Come per la gaffe della Cancellieri, apparentemente il ministero della Giustizia pare conoscere poco il caso Moby Prince, visto che proprio la relazione Gennaro è il riferimento con cui la Procura di Livorno nega la validità dell’ipotesi ricostruttiva operata dai due consulenti citati, Giuliano Rosati e Giuseppe Borsa, che spiegarono la “nebbia strana” di quella notte tra il 10 e 11 aprile 1991 come prodotto di un guasto tecnico della petroliera, possibile concausa della collisione. Di più: Gennaro, interpellato su altre questioni, inserì invece la nota nelle conclusioni della sua relazione, tra le risposte non richieste: “Al momento della collisione nessun impianto della M/V Agip Abruzzo, particolarmente gli impianti di produzione e distribuzione vapore, aveva avuto avaria”. Non è meritevole di attenzione questa premura su una questione non richiesta dalla Procura? Per Orlando, a quanto pare, no.

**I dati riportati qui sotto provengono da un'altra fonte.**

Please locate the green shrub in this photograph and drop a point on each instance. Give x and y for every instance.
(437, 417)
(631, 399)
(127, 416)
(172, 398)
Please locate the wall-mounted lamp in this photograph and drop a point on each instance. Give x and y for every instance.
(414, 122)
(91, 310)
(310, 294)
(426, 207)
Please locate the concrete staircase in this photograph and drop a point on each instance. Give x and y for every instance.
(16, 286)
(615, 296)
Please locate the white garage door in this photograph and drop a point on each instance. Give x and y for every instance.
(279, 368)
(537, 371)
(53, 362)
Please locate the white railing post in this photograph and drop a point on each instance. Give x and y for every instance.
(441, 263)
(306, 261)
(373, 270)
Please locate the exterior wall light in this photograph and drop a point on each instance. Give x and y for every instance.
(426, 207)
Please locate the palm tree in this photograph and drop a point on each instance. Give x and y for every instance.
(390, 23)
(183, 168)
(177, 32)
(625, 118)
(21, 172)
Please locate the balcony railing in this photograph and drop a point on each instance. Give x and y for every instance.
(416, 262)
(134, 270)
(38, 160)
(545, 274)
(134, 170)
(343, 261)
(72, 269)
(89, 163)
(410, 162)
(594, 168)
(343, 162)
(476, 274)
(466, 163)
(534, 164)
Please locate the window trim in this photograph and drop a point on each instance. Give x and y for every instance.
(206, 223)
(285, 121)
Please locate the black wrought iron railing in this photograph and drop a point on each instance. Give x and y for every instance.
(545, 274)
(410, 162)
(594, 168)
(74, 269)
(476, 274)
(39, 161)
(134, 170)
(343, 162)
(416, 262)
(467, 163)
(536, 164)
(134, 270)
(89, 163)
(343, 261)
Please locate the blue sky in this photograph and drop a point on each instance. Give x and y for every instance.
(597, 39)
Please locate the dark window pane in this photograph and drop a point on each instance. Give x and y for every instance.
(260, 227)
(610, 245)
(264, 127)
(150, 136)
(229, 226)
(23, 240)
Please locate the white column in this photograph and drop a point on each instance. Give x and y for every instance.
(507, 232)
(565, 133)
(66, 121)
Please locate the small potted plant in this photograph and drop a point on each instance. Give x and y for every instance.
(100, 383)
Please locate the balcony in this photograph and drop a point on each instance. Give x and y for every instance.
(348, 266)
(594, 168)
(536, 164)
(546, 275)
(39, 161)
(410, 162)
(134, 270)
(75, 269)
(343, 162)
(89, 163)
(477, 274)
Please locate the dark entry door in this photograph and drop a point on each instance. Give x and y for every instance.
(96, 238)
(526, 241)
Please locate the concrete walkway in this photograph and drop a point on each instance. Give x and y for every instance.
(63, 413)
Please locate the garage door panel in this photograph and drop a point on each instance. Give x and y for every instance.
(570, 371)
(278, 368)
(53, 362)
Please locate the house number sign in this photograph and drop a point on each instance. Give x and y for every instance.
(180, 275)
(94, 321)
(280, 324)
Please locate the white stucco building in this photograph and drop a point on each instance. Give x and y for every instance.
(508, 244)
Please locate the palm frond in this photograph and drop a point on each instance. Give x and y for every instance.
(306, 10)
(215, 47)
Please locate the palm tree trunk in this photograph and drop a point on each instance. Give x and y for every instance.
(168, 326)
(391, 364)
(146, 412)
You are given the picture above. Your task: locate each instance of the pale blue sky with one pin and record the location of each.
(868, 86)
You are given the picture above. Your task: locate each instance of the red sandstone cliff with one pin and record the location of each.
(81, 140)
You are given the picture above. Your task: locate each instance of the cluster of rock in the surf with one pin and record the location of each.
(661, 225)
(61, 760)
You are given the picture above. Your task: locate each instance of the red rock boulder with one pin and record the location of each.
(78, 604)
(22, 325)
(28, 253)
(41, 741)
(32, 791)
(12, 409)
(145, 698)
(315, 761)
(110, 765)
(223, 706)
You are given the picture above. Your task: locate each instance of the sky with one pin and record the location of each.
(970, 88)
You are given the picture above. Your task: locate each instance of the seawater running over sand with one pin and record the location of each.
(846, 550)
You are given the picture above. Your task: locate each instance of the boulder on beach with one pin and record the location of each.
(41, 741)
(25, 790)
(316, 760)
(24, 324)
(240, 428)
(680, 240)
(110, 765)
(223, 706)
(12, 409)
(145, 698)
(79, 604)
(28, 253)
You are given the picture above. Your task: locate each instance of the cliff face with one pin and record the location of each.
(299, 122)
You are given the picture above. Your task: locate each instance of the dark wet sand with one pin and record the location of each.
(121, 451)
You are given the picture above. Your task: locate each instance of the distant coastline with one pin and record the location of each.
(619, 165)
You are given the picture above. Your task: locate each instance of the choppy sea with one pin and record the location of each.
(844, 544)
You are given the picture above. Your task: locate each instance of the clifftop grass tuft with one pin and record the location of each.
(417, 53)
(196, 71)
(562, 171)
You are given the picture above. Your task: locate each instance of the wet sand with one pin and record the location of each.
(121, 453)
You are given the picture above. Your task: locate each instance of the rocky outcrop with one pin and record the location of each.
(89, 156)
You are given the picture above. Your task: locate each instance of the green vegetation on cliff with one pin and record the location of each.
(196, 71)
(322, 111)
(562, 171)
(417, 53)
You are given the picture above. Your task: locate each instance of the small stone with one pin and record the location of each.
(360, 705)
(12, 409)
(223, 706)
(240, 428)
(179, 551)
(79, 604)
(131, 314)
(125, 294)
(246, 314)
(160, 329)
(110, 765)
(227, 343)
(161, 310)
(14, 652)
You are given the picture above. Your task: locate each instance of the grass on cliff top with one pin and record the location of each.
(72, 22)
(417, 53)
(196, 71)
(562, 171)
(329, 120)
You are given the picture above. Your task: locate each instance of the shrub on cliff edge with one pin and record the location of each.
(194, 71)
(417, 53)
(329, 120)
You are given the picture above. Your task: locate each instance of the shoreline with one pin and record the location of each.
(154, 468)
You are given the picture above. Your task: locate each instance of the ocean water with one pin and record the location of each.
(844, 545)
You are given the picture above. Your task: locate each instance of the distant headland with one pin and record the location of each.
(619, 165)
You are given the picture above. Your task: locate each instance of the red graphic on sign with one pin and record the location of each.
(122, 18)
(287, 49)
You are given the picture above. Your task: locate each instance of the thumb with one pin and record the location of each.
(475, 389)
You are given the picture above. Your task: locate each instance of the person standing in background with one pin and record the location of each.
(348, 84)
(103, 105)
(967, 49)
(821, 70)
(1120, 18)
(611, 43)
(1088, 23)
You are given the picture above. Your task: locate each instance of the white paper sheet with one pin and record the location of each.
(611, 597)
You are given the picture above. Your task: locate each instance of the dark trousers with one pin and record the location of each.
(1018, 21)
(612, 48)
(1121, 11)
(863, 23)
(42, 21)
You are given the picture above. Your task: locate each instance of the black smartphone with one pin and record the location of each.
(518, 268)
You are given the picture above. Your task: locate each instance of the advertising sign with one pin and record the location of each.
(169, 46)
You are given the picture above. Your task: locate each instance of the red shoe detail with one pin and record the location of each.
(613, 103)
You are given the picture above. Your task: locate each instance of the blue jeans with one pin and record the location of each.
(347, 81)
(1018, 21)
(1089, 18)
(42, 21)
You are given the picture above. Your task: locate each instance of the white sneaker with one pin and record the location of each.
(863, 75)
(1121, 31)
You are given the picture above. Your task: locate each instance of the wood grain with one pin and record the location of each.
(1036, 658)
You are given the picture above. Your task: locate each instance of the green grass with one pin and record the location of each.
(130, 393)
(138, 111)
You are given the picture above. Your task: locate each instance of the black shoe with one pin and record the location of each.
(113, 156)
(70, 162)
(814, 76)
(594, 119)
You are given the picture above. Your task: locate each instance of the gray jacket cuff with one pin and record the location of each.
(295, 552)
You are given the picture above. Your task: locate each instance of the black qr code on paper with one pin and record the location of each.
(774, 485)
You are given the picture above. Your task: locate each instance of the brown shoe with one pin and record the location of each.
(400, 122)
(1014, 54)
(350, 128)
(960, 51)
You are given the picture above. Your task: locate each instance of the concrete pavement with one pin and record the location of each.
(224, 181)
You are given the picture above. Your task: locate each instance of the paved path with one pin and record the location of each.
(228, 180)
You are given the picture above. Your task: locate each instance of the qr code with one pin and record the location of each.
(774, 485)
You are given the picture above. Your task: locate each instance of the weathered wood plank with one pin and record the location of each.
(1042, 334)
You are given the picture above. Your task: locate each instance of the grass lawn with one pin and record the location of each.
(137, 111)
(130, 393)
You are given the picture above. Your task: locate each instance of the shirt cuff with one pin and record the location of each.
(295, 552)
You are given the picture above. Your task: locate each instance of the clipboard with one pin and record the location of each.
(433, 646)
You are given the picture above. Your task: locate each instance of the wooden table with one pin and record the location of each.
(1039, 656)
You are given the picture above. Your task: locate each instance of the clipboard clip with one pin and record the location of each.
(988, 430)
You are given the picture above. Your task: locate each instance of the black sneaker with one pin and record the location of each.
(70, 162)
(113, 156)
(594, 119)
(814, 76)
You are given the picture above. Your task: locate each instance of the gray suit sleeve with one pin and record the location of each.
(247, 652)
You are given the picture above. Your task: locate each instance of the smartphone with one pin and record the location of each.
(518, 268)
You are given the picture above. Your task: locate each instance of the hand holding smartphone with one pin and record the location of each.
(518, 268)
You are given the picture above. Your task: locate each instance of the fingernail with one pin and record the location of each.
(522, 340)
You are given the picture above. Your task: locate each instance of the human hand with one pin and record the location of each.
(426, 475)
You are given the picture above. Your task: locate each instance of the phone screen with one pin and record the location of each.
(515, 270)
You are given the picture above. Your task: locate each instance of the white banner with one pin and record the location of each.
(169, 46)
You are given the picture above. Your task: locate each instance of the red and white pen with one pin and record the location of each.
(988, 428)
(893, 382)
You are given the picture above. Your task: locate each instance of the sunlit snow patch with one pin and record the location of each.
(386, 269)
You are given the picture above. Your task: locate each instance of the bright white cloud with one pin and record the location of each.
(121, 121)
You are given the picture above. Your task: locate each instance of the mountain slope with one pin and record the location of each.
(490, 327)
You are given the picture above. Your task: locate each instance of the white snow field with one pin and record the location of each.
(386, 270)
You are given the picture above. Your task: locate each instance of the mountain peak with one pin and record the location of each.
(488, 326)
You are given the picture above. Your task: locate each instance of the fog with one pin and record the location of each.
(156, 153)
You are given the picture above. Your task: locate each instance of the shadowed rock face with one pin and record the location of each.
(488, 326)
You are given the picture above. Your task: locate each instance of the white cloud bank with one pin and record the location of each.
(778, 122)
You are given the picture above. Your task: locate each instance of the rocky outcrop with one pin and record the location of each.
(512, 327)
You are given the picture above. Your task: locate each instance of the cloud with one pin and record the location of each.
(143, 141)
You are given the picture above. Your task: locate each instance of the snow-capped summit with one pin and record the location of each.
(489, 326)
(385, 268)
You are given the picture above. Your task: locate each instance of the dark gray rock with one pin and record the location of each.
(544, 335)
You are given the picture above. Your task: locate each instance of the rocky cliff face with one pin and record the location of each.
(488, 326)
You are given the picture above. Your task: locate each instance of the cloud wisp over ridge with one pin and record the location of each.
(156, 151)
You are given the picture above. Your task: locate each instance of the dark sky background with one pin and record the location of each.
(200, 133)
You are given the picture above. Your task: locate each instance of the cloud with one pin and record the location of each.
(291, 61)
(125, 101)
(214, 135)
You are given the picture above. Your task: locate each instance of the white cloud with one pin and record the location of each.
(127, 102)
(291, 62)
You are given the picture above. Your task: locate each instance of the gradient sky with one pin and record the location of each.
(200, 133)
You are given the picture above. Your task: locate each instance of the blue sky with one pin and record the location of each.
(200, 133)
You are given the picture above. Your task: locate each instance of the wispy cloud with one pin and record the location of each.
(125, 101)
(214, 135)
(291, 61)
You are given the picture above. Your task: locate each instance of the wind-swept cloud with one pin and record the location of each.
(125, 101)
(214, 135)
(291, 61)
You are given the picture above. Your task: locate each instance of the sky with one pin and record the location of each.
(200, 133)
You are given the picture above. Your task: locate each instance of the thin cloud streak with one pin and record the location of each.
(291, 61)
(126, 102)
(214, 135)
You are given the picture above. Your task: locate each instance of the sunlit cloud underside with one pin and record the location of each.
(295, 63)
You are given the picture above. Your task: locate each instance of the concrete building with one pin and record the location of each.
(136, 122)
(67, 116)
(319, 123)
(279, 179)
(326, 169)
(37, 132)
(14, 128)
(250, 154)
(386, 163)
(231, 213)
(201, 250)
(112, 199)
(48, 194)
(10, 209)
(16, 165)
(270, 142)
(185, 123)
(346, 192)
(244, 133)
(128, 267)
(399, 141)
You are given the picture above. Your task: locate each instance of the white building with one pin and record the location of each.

Se l’atto di sindacato ispettivo a firma Manconi e Lai conteneva una richiesta al governo di palesare il proprio sostegno all’istituzione della commissione d’inchiesta, attraverso un’azione che riconoscesse i limiti di quanto realizzato dalla Procura di Livorno, il risultato ottenuto è opposto. L’esecutivo, per voce di Orlando, ritiene non necessario “un intervento ispettivo di competenza ministeriale, stante le chiare evidenze fattuali e procedimentali rappresentate”. Per il ministro quindi, la magistratura livornese ha lavorato bene, con buona pace dei colleghi di partito Manconi e Lai, del presidente del Senato, di Sel e M5s – firmatari di analoghi provvedimenti – dei familiari delle vittime ancora in attesa di verità e giustizia e degli oltre 20mila aderenti alla petizione di sostegno alla loro lotta. Il percorso della costituzione di una commissione d’inchiesta, insomma, appare oggi tutto in salita.